Este texto sigue la postura de Manin, Przeworski y Stokes (1999), quienes plantean que la responsividad es una manifestación del principio de representación junto con la rendición de cuentas. En concordancia con Pitkin, para estos autores la responsividad es el resultado o la evidencia de que las acciones de gobierno se alinean a los preferencias o intereses de los ciudadanos. Sin embargo, para ellos la idea de los “ciudadanos” adquiere el sentido específico de “las mayorías”. Por lo tanto, un gobierno es representativo en la medida en que sus acciones están guiadas por lo que dictan las “mayorías”, especialmente aquellas que los llevaron al poder. Puesto de esta manera, pareciera que responsividad y representación son lo mismo. Sin embargo, cuando se considera que: a) las elecciones no son el único y exclusivo mecanismo con el que cuentan los ciudadanos para mandar señales e incentivar la acción de sus gobiernos, b) que los gobiernos no pueden solo atender preferencias canalizadas por la vía electoral (visiones mayoritarias), sino que también amerita la atención de demandas que grupos específicos han encontrado la manera de expresar; entonces se puede comenzar a pensar en la responsividad como un concepto que forma parte del fenómeno más amplio de la representación democrática.
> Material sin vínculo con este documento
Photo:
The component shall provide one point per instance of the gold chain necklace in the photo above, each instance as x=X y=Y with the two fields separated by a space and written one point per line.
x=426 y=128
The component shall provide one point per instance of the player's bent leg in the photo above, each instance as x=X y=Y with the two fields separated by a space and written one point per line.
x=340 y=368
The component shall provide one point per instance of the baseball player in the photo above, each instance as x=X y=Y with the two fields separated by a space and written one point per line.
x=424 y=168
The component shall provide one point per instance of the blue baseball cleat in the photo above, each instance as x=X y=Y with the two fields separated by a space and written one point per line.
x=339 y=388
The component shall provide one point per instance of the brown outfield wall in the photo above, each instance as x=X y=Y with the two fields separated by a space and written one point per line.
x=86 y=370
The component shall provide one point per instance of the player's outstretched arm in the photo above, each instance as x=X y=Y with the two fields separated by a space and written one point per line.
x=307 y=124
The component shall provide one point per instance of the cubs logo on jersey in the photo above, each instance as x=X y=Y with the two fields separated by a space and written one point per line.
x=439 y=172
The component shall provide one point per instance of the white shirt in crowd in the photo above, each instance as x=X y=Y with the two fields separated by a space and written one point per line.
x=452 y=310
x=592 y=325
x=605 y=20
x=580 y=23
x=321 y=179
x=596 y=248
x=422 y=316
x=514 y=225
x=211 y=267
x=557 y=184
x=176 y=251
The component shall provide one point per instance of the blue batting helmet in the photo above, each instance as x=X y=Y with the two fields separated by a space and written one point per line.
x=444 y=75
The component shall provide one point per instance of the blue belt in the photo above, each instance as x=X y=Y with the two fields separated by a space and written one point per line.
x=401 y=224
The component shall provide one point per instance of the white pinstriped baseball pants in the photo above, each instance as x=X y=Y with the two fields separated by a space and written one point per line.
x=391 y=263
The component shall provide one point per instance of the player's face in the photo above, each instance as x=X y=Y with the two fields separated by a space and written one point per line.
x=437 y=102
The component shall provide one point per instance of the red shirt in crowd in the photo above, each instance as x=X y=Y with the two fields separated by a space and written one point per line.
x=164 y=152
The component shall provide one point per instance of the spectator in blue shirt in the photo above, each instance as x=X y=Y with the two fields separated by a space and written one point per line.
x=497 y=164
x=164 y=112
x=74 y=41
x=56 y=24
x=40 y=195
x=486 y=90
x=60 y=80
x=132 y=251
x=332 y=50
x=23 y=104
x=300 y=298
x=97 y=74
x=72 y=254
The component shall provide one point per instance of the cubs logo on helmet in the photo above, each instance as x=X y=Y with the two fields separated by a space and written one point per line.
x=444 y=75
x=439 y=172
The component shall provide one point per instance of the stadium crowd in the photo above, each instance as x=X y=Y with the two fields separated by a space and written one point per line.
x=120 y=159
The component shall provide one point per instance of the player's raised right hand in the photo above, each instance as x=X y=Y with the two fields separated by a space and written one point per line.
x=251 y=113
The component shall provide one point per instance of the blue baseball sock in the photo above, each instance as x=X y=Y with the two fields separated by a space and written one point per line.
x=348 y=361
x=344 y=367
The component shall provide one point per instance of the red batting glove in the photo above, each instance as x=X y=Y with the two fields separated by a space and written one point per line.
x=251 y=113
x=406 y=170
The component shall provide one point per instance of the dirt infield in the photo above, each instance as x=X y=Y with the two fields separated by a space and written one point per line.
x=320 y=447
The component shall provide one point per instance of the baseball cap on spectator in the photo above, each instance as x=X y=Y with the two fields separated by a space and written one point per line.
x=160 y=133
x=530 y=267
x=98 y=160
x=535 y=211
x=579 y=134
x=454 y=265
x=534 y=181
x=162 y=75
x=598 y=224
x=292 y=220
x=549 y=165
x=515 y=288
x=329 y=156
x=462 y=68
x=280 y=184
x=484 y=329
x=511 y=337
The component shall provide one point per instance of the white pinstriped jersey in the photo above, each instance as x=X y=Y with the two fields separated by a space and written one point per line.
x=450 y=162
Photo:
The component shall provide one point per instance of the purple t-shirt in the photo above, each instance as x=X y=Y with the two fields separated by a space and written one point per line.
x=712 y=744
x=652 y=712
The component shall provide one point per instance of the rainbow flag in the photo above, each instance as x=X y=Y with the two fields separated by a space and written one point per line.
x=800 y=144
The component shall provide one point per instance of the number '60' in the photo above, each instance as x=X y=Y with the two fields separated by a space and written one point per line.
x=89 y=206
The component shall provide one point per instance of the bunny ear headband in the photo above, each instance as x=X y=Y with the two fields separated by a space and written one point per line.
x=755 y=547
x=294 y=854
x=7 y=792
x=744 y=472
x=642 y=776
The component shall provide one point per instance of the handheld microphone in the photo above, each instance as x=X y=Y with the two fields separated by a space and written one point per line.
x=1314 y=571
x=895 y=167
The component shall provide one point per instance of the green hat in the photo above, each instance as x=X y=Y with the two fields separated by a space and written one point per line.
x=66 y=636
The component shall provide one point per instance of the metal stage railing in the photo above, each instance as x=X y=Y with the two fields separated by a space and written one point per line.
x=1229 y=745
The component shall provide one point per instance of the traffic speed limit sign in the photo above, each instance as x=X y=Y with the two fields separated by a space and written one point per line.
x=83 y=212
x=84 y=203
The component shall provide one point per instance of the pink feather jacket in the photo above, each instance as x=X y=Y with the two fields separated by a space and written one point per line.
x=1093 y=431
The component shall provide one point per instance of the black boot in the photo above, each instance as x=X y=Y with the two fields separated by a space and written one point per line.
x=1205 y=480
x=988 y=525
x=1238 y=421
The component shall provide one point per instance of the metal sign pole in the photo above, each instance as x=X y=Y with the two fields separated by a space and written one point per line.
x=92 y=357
En lo que respecta a la rendición de cuentas, se puede sintetizar este concepto como aquello que se presenta cuando un actor puede llamar a otro actor para que explique, justifique, se responsabilice por sus acciones emprendidas y asuma las consecuencias (sanción o recompensa, por ejemplo). En términos políticos, el aporte de Schedler es de suma utilidad pues define a la rendición de cuentas como el fenómeno que se presenta cuando “un actor A está obligado a informar a B sobre las acciones y decisiones (pasadas o futuras) de A, a justificarlas y a sufrir el castigo en caso de una conducta indebida” (1999: 17)19. En estos términos, pareciera que la rendición de cuentas está vinculada no solo a la idea de la responsividad, sino a la de la representación ya que alude a la capacidad que tienen los ciudadanos para evaluar (y eventualmente premiar o sancionar) el desempeño (o capacidad de respuesta) de sus gobernantes. Pero ¿cómo se materializa la rendición de cuentas? Recuperando la discusión de las pasadas líneas, mucho se ha destacado a las elecciones como el mecanismo por excelencia de rendición de cuentas.
El papel crucial de las elecciones para la rendición de cuentas estriba en que son un mecanismo clave para que los ciudadanos puedan premiar o sancionar el desempeño de un gobierno (ya sea el representante en sí mismo o a su partido) y así mantenerlo o sacarlo del poder . Por lo tanto, las elecciones son un “mecanismo de rendición de cuentas de renovación contingente” (Manin, Przeworski y Stokes, 1999: 10). Ahora bien, es importante aclarar en este punto que la idea de rendición de cuentas materializada a través de las elecciones se vincula con lo que se ha llamado teóricamente “rendición de cuentas vertical-electoral”. Empero, igualmente que con la representación, sigue surgiendo la pregunta de ¿qué pasa con todos aquellos aspectos que los ciudadanos quieren ver atendidos y que no se pueden “castigar” o “premiar” a través de las elecciones, porque no fueron (o no son) parte de plataformas electorales?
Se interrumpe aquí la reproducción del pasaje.